The business plans of hundreds of other companies that need these giants to reach their customers will be profoundly affected. With two companies controlling such vast amounts of access to American consumers, getting left out of their offerings will make it hard for newcomers to gain meaningful market share. Both AOL and AT&T are working to bring interactive offerings to varied platforms: cable TV, dial-up Internet, wireless devices, Digital Subscriber Line and new kinds of phone services based on the language of the Internet. Key to the success of partner companies will be the terms under which the giants allow them into their "walled gardens," or the area that users see first on their PC, TV or wireless device. By building the garden, the controlling company decides which entertainment, shopping and services will be offered.
"The question is, how high are the fences going to be in those walled gardens," Barry Diller, chairman and chief executive of USA Networks, said at the recent Western Show cable convention in Los Angeles. "For anybody in programming who is outside of them, it is getting increasingly difficult. Making a good program that comes and goes with no one knowing - that's the issue."

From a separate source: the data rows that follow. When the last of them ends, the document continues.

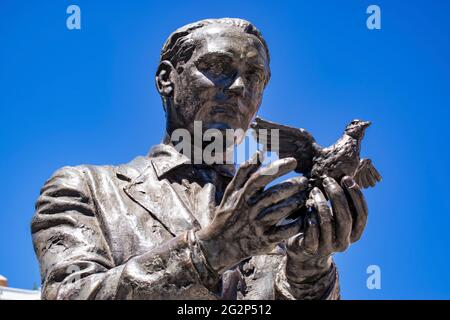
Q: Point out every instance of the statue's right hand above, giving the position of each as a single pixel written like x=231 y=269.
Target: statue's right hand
x=245 y=222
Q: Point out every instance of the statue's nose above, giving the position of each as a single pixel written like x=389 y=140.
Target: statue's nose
x=237 y=87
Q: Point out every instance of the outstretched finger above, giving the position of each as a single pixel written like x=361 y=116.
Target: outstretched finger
x=278 y=234
x=341 y=213
x=279 y=192
x=360 y=211
x=273 y=214
x=265 y=175
x=244 y=172
x=325 y=220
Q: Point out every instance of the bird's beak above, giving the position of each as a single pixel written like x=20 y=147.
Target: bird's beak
x=366 y=124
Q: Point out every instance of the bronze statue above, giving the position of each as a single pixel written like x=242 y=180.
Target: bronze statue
x=161 y=227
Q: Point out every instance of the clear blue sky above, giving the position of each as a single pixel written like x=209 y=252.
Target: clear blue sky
x=88 y=96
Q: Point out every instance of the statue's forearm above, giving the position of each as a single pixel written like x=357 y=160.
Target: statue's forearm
x=173 y=270
x=311 y=280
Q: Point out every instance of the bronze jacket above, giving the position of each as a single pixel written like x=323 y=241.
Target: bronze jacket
x=126 y=232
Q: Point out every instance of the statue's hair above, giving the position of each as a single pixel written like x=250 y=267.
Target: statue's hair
x=179 y=47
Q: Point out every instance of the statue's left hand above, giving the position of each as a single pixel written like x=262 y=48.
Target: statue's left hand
x=327 y=229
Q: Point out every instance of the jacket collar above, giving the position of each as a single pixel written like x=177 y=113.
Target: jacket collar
x=168 y=158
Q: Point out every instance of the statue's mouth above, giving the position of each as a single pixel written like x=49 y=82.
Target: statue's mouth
x=228 y=109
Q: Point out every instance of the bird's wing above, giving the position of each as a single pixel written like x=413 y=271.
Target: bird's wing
x=293 y=142
x=366 y=175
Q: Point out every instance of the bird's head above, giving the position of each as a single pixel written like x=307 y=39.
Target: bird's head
x=356 y=128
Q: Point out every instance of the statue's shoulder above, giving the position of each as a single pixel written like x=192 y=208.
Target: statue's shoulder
x=80 y=174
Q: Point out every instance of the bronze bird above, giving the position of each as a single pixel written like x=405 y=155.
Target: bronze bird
x=316 y=162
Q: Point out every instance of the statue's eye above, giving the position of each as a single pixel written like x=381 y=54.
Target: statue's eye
x=214 y=66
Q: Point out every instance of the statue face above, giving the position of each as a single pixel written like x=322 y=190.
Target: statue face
x=223 y=82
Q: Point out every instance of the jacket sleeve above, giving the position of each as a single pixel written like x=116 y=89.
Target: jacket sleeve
x=265 y=279
x=76 y=262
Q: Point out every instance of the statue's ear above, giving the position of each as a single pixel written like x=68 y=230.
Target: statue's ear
x=164 y=83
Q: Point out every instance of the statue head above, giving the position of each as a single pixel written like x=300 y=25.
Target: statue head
x=213 y=71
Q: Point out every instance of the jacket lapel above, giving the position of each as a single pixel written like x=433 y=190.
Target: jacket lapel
x=160 y=200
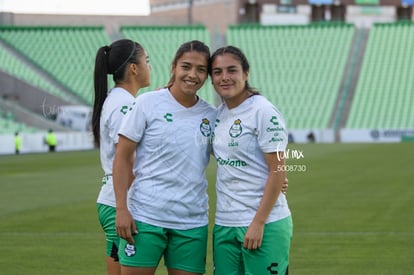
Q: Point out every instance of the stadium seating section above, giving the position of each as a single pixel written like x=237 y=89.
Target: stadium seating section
x=65 y=53
x=299 y=68
x=384 y=97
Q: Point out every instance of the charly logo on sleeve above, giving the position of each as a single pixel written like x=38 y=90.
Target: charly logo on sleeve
x=276 y=130
x=205 y=127
x=236 y=129
x=130 y=250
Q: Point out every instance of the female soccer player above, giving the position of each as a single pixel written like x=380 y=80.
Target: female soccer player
x=169 y=130
x=128 y=63
x=253 y=225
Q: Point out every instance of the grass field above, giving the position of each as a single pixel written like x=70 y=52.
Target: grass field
x=353 y=211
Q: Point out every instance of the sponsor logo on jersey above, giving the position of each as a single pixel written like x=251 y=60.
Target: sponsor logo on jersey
x=231 y=162
x=205 y=127
x=168 y=117
x=236 y=129
x=124 y=109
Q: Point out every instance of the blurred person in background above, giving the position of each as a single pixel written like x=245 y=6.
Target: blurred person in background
x=128 y=63
x=17 y=143
x=51 y=140
x=253 y=224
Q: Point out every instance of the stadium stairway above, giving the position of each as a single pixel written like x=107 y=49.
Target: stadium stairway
x=350 y=80
x=22 y=117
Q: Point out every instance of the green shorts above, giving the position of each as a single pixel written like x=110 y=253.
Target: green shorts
x=106 y=215
x=231 y=258
x=182 y=249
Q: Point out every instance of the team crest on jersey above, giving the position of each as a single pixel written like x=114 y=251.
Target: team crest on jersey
x=130 y=250
x=236 y=129
x=205 y=127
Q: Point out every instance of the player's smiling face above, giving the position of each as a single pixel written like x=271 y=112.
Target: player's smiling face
x=228 y=77
x=190 y=72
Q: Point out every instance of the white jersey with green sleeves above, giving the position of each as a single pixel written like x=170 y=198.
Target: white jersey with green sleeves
x=241 y=137
x=116 y=105
x=174 y=145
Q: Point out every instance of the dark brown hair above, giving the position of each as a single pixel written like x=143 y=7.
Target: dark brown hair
x=194 y=45
x=112 y=60
x=239 y=55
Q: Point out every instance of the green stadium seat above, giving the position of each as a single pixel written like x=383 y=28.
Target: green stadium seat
x=384 y=93
x=299 y=68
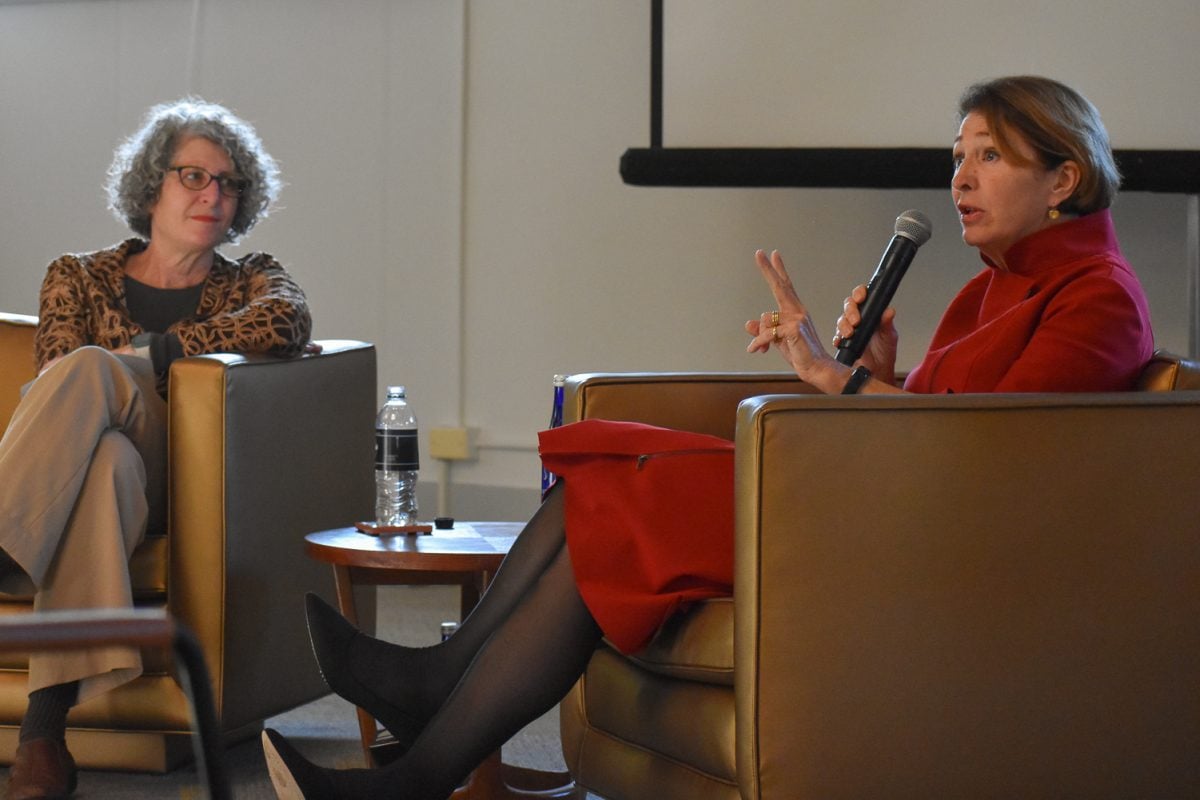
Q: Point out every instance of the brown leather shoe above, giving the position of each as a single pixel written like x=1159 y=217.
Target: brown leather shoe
x=42 y=770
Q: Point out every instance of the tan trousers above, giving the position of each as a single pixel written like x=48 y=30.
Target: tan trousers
x=82 y=474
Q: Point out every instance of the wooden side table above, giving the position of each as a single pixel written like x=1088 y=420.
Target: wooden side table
x=466 y=555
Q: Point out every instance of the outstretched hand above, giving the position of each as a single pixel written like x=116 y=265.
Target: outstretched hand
x=793 y=332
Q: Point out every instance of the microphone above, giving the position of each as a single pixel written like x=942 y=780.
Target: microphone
x=912 y=230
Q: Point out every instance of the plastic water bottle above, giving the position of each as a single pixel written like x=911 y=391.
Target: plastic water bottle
x=556 y=419
x=396 y=461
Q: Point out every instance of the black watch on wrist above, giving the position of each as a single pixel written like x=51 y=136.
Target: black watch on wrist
x=857 y=378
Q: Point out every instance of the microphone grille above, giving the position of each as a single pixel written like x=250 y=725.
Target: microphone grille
x=915 y=226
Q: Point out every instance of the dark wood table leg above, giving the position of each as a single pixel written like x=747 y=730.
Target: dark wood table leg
x=345 y=587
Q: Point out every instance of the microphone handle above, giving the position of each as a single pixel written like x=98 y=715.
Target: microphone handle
x=880 y=290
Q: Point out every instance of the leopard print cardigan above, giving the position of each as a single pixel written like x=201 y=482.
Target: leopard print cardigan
x=250 y=305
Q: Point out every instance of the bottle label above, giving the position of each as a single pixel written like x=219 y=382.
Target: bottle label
x=396 y=450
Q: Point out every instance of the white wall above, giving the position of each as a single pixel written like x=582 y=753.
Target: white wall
x=454 y=196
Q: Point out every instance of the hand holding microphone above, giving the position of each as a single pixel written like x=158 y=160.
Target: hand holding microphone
x=912 y=229
x=791 y=330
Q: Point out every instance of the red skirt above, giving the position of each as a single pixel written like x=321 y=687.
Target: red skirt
x=649 y=521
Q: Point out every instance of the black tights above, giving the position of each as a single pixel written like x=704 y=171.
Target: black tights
x=516 y=655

The term "walled garden" was coined by media mogul John Malone, who sold his cable empire, Tele-Communications, to AT&T, and now chairs affiliate Liberty Media Group. AT&T Broadband officials described the concept as akin to a magazine in which users can see different ads, order different products, play games and choose programs, all edited by AT&T. Under Malone's vision, the parent company "herds eyeballs," standing at a turnstile, sharing fees with its partners.
Customers of a TV-based walled garden, for example, will be able to venture into the vast world of the open Internet, but will likely have to work at it, as AOL's customers do now. They will be encouraged instead to stay within the offerings they are presented, through companies that have cut deals for eyeballs with AT&T. The giants' visions are likely to take much clearer shape in 2001. AOL's acquisition of Time Warner is expected to win federal approval around the end of the year, with AOL CEO Steve Case taking the helm. AT&T, meanwhile, is proceeding with a restructuring designed to bring greater freedom to its futuristic arms, AT&T Broadband and AT&T Wireless.
Like other giants in the emerging blend of communications, services and entertainment, AOL Time Warner and AT&T are competitors. But just as important, they are intertwined in a series of business dealings. "All these companies are connected with six degrees of separation," said Scott Cleland, CEO of research company Precursor Group. "The marketplace is much more incestuous than one might think." The future relationship of the two companies may become better defined this week when AT&T faces a deadline for telling federal regulators how it plans to divest certain properties to meet limits designed to keep any single cable company from growing too powerful. AT&T's choices include selling its 25 percent share in the Time Warner Entertainment partnership, which owns most of the Time Warner cable systems and networks such as Home Box Office. Its second choice is to divest its ownership in other cable systems. AT&T has already said it would move partially toward a third option: selling off programming interests. In October, the company announced plans to spin off Liberty Media, which holds stakes in programming and Internet companies.